Lenders may offer discounts for relocation mortgage rates, such as 25 basis point (equivalent to 0.25%) discount, or a 0.25% discount on closing costs.
Note that one basis point is equivalent to 0.01% (1/100th of 1%). For example, if an interest rate of 4.5% rose by 25 basis points the new rate is 4.75%.
Employee Moving with Relocation Mortgages
Some data shows that an employee who relocates for their work is likely to transfer repeatedly at predictable time intervals, frequently two or more relocations in five years. An employer is not likely to help with an employee’s relocation unless they anticipate tenure at the new location of a year or longer. As a result, these buyers may be less likely to refinance early in the life of the loan.
Also, employer subsidies generally lower the borrower's monthly payment and reduce the borrower's sensitivity to rate-related refinancing during the period of the support, which is usually early in the life of the loan.
If interest rates rise, prepayments tend to remain relatively faster after the first one or two years because of the natural cycles of relocation among these borrowers. A decline in interest rates may cause the employer to encourage the employee to refinance the loan through forced refinancing clauses.

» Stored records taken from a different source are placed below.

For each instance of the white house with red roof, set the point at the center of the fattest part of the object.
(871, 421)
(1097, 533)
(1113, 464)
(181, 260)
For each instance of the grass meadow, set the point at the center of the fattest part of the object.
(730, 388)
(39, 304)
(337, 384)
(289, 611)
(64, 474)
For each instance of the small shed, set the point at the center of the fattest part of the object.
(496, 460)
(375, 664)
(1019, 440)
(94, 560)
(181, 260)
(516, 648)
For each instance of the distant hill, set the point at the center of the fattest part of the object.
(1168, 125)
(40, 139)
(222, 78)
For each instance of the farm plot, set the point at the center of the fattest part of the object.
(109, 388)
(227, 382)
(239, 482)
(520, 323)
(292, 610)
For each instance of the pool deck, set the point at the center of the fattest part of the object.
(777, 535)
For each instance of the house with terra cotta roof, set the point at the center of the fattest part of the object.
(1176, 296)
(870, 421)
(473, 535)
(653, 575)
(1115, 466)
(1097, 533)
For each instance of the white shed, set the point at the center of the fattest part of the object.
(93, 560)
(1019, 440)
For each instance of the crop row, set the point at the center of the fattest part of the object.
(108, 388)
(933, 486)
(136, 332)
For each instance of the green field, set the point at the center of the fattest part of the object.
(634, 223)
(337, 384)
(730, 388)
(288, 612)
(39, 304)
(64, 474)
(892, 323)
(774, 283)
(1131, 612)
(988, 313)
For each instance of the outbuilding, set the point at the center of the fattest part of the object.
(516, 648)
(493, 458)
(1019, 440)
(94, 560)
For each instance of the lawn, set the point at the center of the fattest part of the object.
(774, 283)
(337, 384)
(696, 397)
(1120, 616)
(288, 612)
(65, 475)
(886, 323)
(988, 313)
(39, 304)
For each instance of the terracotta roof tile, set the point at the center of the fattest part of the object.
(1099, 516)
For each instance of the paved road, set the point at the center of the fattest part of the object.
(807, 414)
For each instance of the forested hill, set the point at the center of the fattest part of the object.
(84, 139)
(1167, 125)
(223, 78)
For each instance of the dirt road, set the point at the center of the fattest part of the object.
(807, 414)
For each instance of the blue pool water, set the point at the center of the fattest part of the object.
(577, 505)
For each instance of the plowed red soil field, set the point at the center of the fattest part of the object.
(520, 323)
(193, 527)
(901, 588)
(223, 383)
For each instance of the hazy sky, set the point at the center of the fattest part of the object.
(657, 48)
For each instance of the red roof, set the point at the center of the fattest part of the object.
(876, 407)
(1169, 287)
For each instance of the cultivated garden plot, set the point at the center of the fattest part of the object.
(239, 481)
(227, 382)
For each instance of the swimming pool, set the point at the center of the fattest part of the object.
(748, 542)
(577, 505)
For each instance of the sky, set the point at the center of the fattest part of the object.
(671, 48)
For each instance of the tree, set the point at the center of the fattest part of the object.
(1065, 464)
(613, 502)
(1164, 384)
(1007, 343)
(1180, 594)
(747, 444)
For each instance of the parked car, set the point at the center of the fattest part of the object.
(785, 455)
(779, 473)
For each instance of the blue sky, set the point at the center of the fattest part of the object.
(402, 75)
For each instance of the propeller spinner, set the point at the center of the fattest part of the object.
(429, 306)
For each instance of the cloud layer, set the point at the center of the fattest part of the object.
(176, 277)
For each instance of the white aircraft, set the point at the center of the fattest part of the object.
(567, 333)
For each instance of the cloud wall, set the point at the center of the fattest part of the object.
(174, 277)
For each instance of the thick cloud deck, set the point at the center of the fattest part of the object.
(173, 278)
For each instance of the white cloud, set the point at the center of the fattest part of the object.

Investing in Relocation Mortgage Pools
Fannie Mae offers relocation mortgage-backed securities (MBS). This pool of underlying properties consists entirely of relocation loans. However, relocation loans—along with cooperative share loans and certain buy-down loans—are considered special-feature mortgage loans. As special-feature loans, there are limits on the number of properties that may be included in the eligible pools.
Relocation loans also may be included in other pools. If a fixed-rate pool contains more than 10 percent relocation loans, the pool prefix will identify the pool as a relocation loan pool and the pool statistics portion of the prospectus supplement will show the percentage of relocation loans in the pool.
Any mortgage-backed security pool carries the risk of buyer loan prepayment. The ability to predict this risk is of significant value to traders. Relo mortgages tend to have a more predictable prepayment characteristic which allows relo mortgage-backed securities to trade at a premium. Relocation mortgages have more predictable prepayment risk characteristics than non-relo mortgages.
Also, relo mortgage-backed securities historically have prepaid faster than similar conventional products in most interest rate environments and may also protect the investor in rising interest rate environments.